Фундаментальные пропорции нашей экономики сегодня таковы, что без дополнительной подкачки денег со стороны ЦБ, бюджета или внешнего мира состояние с ликвидностью будет все время очень неустойчивым, грозя кризисами при каждом новом неблагоприятном сочетании конъюнктурных обстоятельств.
Какие же есть варианты избежать кризиса ликвидности в дальнейшем?
Первый вариант – оставить все как есть, уповая на возобновление чистого притока капитала. Однако надежда на регулярность такого притока слишком зыбкая, а заполнение пауз и периодов оттока силами интервенций одного ЦБ заставит его принимать в обеспечение рефинансирования всякий облигационный «мусор». Такая политика с высокой вероятностью рано или поздно может привести к банковскому кризису.
Вариант второй – компенсировать происходящие макроэкономические сдвиги изменениями в налогово-бюджетной политике: снизить сберегаемую нефтегазовую ренту либо с помощью увеличения бюджетных расходов, либо увеличив нефтегазовый трансферт, заместив им снижение других налогов, в частности НДС. Несмотря на свою внешнюю привлекательность, данный вариант тоже весьма рискован. Ослабление бюджетной политики может дать сильный инфляционный импульс. Кроме того, крайне нежелательно было бы начать «проедать» нефтегазовую ренту до того момента, как сформированный на ее основе финансовый актив сможет приносить заметные доходы.
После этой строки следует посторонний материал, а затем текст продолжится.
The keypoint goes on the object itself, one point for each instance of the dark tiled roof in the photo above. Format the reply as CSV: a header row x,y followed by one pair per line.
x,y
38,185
Третий вариант заключается в оперативном использовании средств наших нефтегазовых бюджетных фондов для компенсации перепадов ликвидности. При этом речь идет не о расходовании средств фондов, а лишь об изменении пропорций между внешним и внутренним размещением их средств. С точки зрения денежного предложения этот канал его поддержки эквивалентен рефинансированию ЦБ. Эффект от участия на внутреннем денежном рынке минфиновского фонда проявится только в повышении обменного курса рубля. Однако в случае поддержки банковской ликвидности по линии Минфина (за счет бюджетных фондов) с Банка России снимается обязанность выдавать плохо обеспеченные рефинансовые кредиты, что в принципе не способствует росту качества кредитной политики банков.
Единственное существенное возражение может быть связано с перекладыванием на Минфин части кредитного риска при беззалоговом кредитовании банков, допущенных к «депозитному окну». Однако теоретически такой риск (плюс еще и валютный) существует и при размещении суверенных фондов целиком в зарубежных активах. И уж во всяком случае концентрация рисков на Минфине несравненно больше при прямом, минуя банковскую систему, использовании средств суверенных фондов в инфраструктурных проектах.
Теория, предписывая политику замещения невоспроизводимого ресурса финансовым активом, ничего не говорит о том, в каких инструментах – внутренних или внешних – он должен размещаться. Выбор в прошлом целиком внешнего размещения этих фондов в составе валютных резервов ЦБ был предопределен тем, что они выполняли еще и функцию стерилизации избыточного притока валюты по текущему платежному балансу. Но меняющаяся ситуация, возможно, требует более гибкого подхода.